Furthermore, previous reports have also suggested the involvement of renin-angiotensin system (RAS) i.e., Angiotensin Converting Enzyme/Angiotensin II (Ang II)/Angiotensin Receptor Type-1 (ACE/Ang II/AT1R) axis in AD progression (Abiodun and Ola, 2020; Feng et al., 2020; Jiang et al., 2016; Kamel et al., 2018; Ribeiro et al., 2020). Horiuchi et al., have reviewed the role of brain angiotensin in cognitive functioning and dementia. Horiuchi and colleagues hypothesized that RAS components could play a future therapeutic role in preventing AD progression. There is evidence that acute or subacute Ang II exposure improves memory and reduces cognitive impairment (Iwai and Horiuchi, 2009; Mogi et al., 2012). Interestingly, telmisartan, an Ang II receptor blocker, improved cognitive deficit in Aβ injected mice (Tsukuda et al., 2009), implying a role for RAS components in AD progression or dementia. Ang II plays role in pathophysiology of AD, including increased amyloid-β precursor protein (APP) formation and cognitive impairment (Wright and Harding, 2019). Another study revealed that oral ingestion of Perindopril (an ACE inhibitor) improved cognitive memory via NFκB downregulation in SHRs, suggesting decreasing level of Ang II was neuroprotective (Goel et al., 2015). Studies also showed that decreased acetylcholine (ACh) level in brain with respect to increased angiotensin levels (Barnes et al., 1992; Bartus et al., 1982). Clinical as well as preclinical studies have revealed that RAS inhibition protect against memory impairment, cholinergic dysfunction, oxidative stress, and β-amyloid deposition (Hou et al., 2008; Tota et al., 2012a, 2012b, 2013).

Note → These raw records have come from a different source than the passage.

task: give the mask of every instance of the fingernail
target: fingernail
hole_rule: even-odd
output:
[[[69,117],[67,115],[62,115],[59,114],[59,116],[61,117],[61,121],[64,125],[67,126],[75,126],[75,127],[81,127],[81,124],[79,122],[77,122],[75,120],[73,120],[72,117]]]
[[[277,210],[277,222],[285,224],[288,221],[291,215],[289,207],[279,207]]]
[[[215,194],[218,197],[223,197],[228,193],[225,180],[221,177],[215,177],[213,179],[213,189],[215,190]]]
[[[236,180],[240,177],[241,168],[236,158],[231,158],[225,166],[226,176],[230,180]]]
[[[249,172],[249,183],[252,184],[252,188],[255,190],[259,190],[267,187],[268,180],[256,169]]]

However, the deleterious effect of ACE/Ang II/AT1R is countered by another axis of RAS, that is Angiotensin converting enzyme2/Angiotensin (1-7)/Mas Receptor (ACE2/Ang-(1–7)/Mas receptor) axis, an important component of the brain. The presence of ACE2 has been observed in diverse brain areas and cell types, including neurons (Doobay et al., 2007), astrocytes (Gallagher et al., 2006), and cerebral arteries (Hamming et al., 2004). ACE2 cleaves Ang II to produce Ang (1-7) independently. The Ang (1-7) is found in different brain regions including the hypothalamus, cerebellar cortex, hippocampus, substantia nigra, medulla oblongata, and amygdala (Gironacci et al., 2018). It has been shown that ACE2 counters Aβ mediated neurotoxic effect in APP transgenic mice as well as in vitro studies (Liu et al., 2014). Recent studies have shown that Mas receptor activation improve cognition deficits in a rat model of cerebral ischemia (Jiang et al., 2012; Xie et al., 2014).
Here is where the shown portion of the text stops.